Friday, May 6, 2011

The rise of concurrency

We are living in the second generation of concurrency tools. When first were mainly extensions to existing languages, the new languages, primary designed for concurrency programming appeared.
I guess Erlang was the first swallow in such kind of languages, but now, as far as I know, we have two more:
Clojure (http://clojure.org/) and Go (http://golang.org/).
They explore interesting ideas about future of the languages: built-in thread safety with transactional memory for shared data in Clojure and goroutines - very lightway "threads" that runs in parallel and have a nice concept of channels and callbacks that allows goroutines to coordinate.

4 comments:

  1. Hi,
    There are two more interesting stuff:
    1) Groovy + GPars(Groovy Parallel Systems), http://gpars.codehaus.org/
    2) Scala + Akka (Akka is the platform for the next generation event-driven, scalable and
    fault-tolerant architectures on the JVM), http://akka.io/

    ReplyDelete
  2. How Akka differs from Clojure?
    Clojure has:
    1. the software transactional memory system (STM) supports sharing changing state between threads in a synchronous and coordinated manner.

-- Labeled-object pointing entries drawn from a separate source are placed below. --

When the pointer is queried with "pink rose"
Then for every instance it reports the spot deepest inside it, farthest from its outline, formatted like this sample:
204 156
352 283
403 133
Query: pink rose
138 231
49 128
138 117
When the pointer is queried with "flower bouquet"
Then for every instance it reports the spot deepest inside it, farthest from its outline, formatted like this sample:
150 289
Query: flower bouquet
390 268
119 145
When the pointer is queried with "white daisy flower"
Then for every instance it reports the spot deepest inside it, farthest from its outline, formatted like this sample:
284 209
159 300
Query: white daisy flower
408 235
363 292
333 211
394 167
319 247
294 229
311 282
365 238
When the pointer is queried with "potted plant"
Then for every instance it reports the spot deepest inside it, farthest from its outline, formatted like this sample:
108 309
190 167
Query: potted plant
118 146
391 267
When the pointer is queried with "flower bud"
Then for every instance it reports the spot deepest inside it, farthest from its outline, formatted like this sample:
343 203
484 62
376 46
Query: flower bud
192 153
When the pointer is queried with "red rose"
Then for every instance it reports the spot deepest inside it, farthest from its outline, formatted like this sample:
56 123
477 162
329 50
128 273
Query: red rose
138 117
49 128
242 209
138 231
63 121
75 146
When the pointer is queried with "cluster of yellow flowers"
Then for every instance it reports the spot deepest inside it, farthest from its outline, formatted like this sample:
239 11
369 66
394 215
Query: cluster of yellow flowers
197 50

    2. The agent system supports sharing changing state between threads in an asynchronous and independent manner.

    3. The atoms system supports sharing changing state between threads in a synchronous and independent manner.

    4. The dynamic var system, exposed through def, binding, et al, supports isolating changing state within threads.

    Akka has first 2 things, but what about 2 others?

    GPars doesn't have STM yet.

    ReplyDelete
  3. 1. Unfortunately, I have no idea about these two's.
    2. But, Akka isn't just about Concurrency (http://akka.io/docs/akka/1.1.1/intro/what-is-akka.html).
    3. Scala + Akka cover much broader area than Clojure (IMHO).

    ReplyDelete
  4. Hey Serhiy, nice to see you have started blogging.